FittingMechanics wrote: ↑08 Jan 2024, 08:54
MCLvamos wrote: ↑07 Jan 2024, 03:06
"Starting off where we finished last year" is the bare minimum imo. This is the year that I think will define if McLaren truly has the potential to kick on and challenge for WCs in the near future. Although Zak is always on the side of managing expectations tbf.
Minimum expectation of being second fastest team that is almost able to challenge Verstappen for a win has a high chance of leaving you disappointed and frustrated.

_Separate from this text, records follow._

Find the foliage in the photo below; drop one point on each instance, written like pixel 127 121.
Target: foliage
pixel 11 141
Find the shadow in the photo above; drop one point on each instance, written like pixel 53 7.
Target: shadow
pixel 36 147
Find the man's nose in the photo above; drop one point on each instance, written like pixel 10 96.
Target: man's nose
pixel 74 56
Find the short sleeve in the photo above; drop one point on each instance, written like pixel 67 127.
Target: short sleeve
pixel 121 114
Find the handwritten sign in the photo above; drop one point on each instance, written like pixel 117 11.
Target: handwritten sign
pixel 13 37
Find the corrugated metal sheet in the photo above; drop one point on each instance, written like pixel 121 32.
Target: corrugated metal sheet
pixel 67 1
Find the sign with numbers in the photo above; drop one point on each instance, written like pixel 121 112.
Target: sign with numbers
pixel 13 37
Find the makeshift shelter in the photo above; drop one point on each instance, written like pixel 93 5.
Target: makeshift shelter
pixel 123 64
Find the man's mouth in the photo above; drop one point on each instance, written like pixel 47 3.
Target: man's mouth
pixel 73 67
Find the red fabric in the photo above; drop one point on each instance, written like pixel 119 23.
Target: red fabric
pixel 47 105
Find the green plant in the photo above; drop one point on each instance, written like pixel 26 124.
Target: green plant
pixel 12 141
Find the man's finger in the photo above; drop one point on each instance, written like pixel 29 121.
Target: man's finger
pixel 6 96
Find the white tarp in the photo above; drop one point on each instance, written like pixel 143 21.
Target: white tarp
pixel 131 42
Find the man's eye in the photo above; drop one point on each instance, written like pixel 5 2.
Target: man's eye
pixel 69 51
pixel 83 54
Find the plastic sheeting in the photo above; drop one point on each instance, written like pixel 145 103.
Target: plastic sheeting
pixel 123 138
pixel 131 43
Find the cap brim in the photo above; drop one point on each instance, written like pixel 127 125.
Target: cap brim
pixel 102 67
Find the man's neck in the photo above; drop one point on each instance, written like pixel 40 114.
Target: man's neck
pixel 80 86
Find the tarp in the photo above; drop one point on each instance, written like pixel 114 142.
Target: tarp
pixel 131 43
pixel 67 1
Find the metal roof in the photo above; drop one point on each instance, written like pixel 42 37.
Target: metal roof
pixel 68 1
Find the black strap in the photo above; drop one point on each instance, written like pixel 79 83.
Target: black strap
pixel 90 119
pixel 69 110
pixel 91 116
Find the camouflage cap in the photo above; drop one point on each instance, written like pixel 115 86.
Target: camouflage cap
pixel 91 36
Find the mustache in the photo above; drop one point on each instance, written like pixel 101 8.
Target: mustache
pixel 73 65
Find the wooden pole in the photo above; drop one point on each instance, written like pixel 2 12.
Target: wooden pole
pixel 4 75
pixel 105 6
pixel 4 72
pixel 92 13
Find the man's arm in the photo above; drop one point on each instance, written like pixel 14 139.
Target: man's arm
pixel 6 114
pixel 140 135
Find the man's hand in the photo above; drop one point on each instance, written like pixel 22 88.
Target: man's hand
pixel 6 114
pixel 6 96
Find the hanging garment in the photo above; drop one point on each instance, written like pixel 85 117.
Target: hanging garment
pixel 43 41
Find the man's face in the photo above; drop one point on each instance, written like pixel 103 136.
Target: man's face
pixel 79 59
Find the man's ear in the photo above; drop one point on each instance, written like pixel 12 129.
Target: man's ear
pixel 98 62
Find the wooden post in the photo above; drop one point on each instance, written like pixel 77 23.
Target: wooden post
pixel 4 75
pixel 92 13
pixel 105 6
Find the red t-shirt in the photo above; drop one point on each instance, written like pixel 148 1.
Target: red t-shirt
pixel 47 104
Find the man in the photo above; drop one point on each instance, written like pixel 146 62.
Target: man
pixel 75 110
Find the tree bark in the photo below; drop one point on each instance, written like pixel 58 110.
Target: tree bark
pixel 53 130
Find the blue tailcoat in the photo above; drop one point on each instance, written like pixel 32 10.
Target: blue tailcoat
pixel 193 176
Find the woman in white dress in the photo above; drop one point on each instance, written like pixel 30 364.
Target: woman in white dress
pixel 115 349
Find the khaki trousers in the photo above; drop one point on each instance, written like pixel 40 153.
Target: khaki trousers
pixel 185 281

I'd be happy if the team is close to the front from the start. Depending on how other teams do it depends, but I'd think a good offseason would be if the gap to the Red Bull (or other top team) is reduced in race pace. If that happens we will be a steady podium finished that challenges for wins on merit.
I concur FM.
The Austria/Silverstone upgrades which were so visually obvious produced hugely improved aero efficiency while the Singapore upgrade appears to have sorted some of the slower corner entry speed issues. After that the team worked on optimising the package and as such would have learned a lot. After Silverstone the expectations were on competing for podiums though the confidence in Hungary wasn't so high, at which point it became clear the package was more than a high speed only rescue job and heading more towards an all-rounder. Spa exposed the lack of low drag rear wing, Singapore was expected to expose the slow corner turn in properties which was pleasant surprise number two.
The team seem to know a lot about what properties the 60 has and quite a lot about optimisation and will have collected a tremendous amount of data pertaining to this. That's why I'm hopeful to the point of confident they will have the edge at least early on, over Mercedes who are starting from scratch.
Ferrari likewise, are talking a whole new car, but I can't believe McLaren will be throwing the drawings out the window, such was the learning curve. So I have hopes of competing with
Ferrari for number two with a significantly decreased gap to RB on race pace.